It is amazing how at this time of Covid-19, death has taken centre stage and life relegated to the background.

True, we strive to live, but every day we die many times, fearing this death that may come unexpectedly. Certainly, not like the “cowards” who “die many times before their death” (Julius Caesar, Act 2, Sc 2, 32-33), in the words of Julius Caesar in Shakespeare’s play, but out of a realistic fear of being the exception to the rule to these vaccines which are calculated to give us significant protection, as has been the case of many who passed despite that protection; or become the victim of cycle of treatment after hospitalisation, which inspires little confidence because of the dearth of information as to its effectiveness, so much so that for many, the prevailing perception that being hospitalised is a virtual death sentence; or should you survive both, the vaccines and hospitalisation, that you may, innocuously, become the victim of an unvaccinated relative or friend or colleague worker.

And this is not hyperbole. The numbers alone—infections and deaths for a small country of 1.3 million—increasing exponentially by the day, are enough to scare the daylights out of the most hardened anti-vaxxer. Not mere infection and possible rehabilitation, but on a very personal level, the prospect of the ultimate for those least expecting it.

Not to mention the fact that having succumbed, howsoever, to Covid-19 or otherwise, that dying has lost its wonted dignity and sacrosanctity, now becoming unmanageable for those who can’t afford, and fodder for those normally entrusted with such a sacred responsibility.

And if even you survive Covid-19, you continue to die a virtual death, with the ultimate irony that even as your pocket continues to lose its capacity to pay your mortgage and keep your home and feed and maintain your family in this time of Covid-19, prices continue to rise exponentially as if it were “high culture” to do so; and added to this is the agony for any caring parent, watching a system of denial stunt the psychologi­cal growth of their children and killing them softly when a carefully thought-out plan could strategise their gradual admission to the classroom even as they are protected.

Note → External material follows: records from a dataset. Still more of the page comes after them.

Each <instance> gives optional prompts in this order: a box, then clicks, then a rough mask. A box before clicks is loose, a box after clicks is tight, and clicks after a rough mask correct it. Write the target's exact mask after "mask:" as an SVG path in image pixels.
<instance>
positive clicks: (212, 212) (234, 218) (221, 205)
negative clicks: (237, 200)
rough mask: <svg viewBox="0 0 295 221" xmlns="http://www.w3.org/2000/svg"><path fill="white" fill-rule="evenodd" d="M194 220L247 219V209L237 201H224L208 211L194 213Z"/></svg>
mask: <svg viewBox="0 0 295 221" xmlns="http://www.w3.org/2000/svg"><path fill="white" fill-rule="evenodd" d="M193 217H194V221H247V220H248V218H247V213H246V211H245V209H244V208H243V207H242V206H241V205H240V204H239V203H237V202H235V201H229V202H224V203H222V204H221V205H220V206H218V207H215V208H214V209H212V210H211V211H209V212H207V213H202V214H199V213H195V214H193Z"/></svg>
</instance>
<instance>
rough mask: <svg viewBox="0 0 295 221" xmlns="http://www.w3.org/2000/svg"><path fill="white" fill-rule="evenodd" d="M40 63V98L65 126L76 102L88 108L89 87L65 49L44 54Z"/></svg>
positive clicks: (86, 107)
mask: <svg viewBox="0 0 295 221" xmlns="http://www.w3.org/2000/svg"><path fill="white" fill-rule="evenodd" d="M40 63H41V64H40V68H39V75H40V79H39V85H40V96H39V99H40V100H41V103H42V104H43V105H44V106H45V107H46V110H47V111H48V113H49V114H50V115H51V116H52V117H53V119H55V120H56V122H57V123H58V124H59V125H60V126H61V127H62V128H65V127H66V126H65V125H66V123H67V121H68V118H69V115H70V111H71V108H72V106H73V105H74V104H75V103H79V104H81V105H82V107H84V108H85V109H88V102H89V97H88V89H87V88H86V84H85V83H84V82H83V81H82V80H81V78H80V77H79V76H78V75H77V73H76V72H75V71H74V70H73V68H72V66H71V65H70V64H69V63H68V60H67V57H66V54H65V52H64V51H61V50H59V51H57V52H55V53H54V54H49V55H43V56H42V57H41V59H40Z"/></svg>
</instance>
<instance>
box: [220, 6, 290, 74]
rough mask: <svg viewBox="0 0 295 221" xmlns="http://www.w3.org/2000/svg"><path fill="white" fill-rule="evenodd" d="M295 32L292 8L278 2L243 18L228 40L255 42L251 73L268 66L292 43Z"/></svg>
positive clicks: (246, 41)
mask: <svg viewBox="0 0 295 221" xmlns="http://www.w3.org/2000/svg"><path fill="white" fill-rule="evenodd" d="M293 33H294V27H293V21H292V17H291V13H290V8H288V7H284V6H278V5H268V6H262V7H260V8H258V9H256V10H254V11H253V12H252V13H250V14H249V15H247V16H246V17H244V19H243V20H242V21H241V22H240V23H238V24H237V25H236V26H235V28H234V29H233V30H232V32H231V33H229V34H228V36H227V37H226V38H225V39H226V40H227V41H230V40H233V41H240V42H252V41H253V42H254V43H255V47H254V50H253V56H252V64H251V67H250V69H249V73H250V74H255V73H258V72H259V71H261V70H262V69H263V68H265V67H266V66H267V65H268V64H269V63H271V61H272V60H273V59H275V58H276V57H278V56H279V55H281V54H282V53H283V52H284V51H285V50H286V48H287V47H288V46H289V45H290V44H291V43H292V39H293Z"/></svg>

But even as death walks proud, there are still a few ques­tions we can ask. How come the proportion of deaths among the ordinary population is so mind-boggling? Foolish question, I suppose, for AstraZeneca and other US patents were made available for a “privileged” few while the ordinary majority had to be content with the “lowly” Sinopharm.

And what of English Premier League mana­gers like Frank Lampard, Jurgen Klopp and Pep Guardiola and numerous players who could routinely return to the league after being infected? Couldn’t our politicians send a mission to get information about effective treatment of Covid-19 so that we can benefit here?

Foolish question again, even simple-minded, for it seems that for Third World countries such as ours, it is almost a self-­fulfil­ling prophecy that we should be backward, not in itself though, but for politicians and their officials to indulge in their own self-importance and thirst for power without being accountable, never acknowledging that the “buck stops with them” in a continuing crisis like Covid-19, with so disproportionate a number of infections and deaths, and do the honourable thing in the interest of the people.

Brutus would say in Julius Caesar that “I love/ the name of honour more than I fear death” (Act 1, Sc 2, 88-90), but that takes cha­rac­ter; and about our politicians and their satellites, the less said about that quality, the better.